People are entitled to their opinions, and to a large extent I don’t really care what they think. But, sometimes it’s sad to think that my relationship isn’t entirely up to snuff in someone else’s eyes. And, with all the tales of genuinely bad relationships floating around (in the media, on TV, with your closest friends and family), it’s tough not to wonder sometimes if you’re being blinded by your own feelings and simply not seeing the huge flashing red signs that say “THIS IS NOT WORKING”.

All that aside, I do think there are great relationships that start off poorly. I know that all relationships have ups and downs. And while it sucks to start on a down, it doesn’t mean that the ups aren’t there, or that they’re not worth working for.  In the end, it’s each person’s task to make this evaluation, weigh the costs and benefits, and to choose the path that is right for them.

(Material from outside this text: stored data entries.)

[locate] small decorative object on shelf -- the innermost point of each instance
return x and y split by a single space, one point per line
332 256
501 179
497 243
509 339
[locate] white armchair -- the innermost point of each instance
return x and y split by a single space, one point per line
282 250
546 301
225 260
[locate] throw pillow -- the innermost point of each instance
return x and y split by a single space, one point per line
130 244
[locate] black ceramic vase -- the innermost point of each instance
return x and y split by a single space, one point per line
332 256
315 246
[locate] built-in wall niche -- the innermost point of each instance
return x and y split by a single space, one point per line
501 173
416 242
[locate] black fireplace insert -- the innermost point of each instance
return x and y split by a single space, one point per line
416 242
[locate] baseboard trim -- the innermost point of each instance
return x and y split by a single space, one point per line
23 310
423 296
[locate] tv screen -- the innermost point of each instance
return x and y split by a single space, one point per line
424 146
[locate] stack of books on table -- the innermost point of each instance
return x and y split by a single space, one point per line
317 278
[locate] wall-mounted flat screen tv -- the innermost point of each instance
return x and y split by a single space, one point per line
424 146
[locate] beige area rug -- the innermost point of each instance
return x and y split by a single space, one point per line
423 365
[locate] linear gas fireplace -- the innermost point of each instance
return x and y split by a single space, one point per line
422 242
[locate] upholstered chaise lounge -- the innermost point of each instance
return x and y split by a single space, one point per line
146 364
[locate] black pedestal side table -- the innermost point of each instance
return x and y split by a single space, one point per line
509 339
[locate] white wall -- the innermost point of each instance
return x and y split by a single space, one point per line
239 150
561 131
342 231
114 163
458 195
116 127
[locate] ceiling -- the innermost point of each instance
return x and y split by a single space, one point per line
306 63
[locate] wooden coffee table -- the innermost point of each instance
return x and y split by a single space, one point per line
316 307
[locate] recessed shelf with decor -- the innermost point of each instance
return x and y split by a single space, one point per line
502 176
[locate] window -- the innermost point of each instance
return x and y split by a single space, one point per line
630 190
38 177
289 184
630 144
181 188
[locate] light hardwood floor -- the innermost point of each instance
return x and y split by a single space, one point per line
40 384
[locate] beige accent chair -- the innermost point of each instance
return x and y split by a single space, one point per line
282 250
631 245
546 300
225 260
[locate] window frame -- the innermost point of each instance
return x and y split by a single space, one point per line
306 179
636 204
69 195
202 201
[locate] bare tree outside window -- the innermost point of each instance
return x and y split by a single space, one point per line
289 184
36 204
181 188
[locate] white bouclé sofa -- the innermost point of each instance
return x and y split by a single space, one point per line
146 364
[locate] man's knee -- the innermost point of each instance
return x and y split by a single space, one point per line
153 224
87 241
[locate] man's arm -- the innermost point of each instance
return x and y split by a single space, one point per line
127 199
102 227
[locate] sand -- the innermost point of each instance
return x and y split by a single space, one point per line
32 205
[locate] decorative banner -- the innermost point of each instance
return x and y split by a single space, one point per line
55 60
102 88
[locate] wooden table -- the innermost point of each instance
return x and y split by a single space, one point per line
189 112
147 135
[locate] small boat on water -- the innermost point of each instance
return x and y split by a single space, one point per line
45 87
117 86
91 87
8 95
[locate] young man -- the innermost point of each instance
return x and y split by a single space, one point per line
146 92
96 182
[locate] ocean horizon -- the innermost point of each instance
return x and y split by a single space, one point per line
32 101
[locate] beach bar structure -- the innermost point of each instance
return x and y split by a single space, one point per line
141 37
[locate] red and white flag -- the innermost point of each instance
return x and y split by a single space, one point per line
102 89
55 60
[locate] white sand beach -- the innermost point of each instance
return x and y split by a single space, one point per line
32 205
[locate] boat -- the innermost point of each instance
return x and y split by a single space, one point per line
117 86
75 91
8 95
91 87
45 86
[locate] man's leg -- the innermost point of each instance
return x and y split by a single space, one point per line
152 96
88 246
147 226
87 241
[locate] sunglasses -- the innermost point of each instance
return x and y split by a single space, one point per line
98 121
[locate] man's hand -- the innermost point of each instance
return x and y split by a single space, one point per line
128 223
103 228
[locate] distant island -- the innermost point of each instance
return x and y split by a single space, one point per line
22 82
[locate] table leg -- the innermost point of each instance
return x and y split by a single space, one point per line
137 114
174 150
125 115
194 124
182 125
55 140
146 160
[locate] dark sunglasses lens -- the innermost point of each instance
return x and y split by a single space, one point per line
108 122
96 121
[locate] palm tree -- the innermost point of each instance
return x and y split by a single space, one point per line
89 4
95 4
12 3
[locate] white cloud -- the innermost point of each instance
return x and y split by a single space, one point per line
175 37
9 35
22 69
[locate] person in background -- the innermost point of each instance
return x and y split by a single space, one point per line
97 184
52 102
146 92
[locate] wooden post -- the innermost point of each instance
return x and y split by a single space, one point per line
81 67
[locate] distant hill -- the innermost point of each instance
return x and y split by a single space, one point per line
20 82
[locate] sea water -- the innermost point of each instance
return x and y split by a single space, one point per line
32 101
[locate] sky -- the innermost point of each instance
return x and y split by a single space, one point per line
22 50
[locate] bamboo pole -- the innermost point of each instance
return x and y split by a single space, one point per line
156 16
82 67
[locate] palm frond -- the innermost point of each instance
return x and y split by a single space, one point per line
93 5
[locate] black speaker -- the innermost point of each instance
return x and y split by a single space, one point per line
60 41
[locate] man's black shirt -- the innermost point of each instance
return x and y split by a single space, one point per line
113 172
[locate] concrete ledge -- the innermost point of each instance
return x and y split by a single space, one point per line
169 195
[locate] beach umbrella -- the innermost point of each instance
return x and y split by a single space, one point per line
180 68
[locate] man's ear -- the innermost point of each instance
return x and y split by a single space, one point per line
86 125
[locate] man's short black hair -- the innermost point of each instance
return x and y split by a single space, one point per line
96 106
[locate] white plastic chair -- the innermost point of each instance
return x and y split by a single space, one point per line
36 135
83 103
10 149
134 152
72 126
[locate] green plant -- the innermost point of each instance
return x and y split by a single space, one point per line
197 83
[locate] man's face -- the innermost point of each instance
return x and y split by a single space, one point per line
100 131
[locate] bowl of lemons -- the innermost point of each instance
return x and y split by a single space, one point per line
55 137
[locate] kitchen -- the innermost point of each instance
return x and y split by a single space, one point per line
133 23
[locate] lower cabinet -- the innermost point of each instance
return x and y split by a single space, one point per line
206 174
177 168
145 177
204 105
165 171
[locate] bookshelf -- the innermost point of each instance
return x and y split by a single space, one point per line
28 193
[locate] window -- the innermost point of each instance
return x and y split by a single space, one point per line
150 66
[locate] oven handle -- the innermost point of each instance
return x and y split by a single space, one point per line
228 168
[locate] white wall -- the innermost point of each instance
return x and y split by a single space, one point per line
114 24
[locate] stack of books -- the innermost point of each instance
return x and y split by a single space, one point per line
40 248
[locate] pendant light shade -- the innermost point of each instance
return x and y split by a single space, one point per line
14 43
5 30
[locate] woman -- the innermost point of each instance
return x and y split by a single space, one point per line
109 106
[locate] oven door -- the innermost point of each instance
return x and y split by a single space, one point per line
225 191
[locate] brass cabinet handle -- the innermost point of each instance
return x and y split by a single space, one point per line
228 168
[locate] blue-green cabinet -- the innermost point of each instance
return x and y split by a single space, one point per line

As with anything, there are lots of reasons for things to be the way they are. Some people have on-and-off relationships because they are attracted to drama. Others might not be able to step back and see their relationship as it really is, and make decisions based on that. And others simply address difficulties and resolutions by breaking up and getting back together, which perhaps is sometimes needed to ensure the longevity of the relationship.

As for me, I don’t know if this particular man is “the man” for me or whether I’ll marry him and make a million babies or not. All I know is that I have a connection with him, both physically and emotionally, and that I knew from the beginning that he was a really good man who just had a few things to work out. We all have a few things to work out, and we always will. It’s just a matter of whether we have the patience, wisdom, and thoughtfulness to improve and change ourselves and our relationships to be ever better. And since I think he does, and that I do too, I’m willing to weather some of the downs to see where the ups might take us.

And so far, I like what I see on the horizon.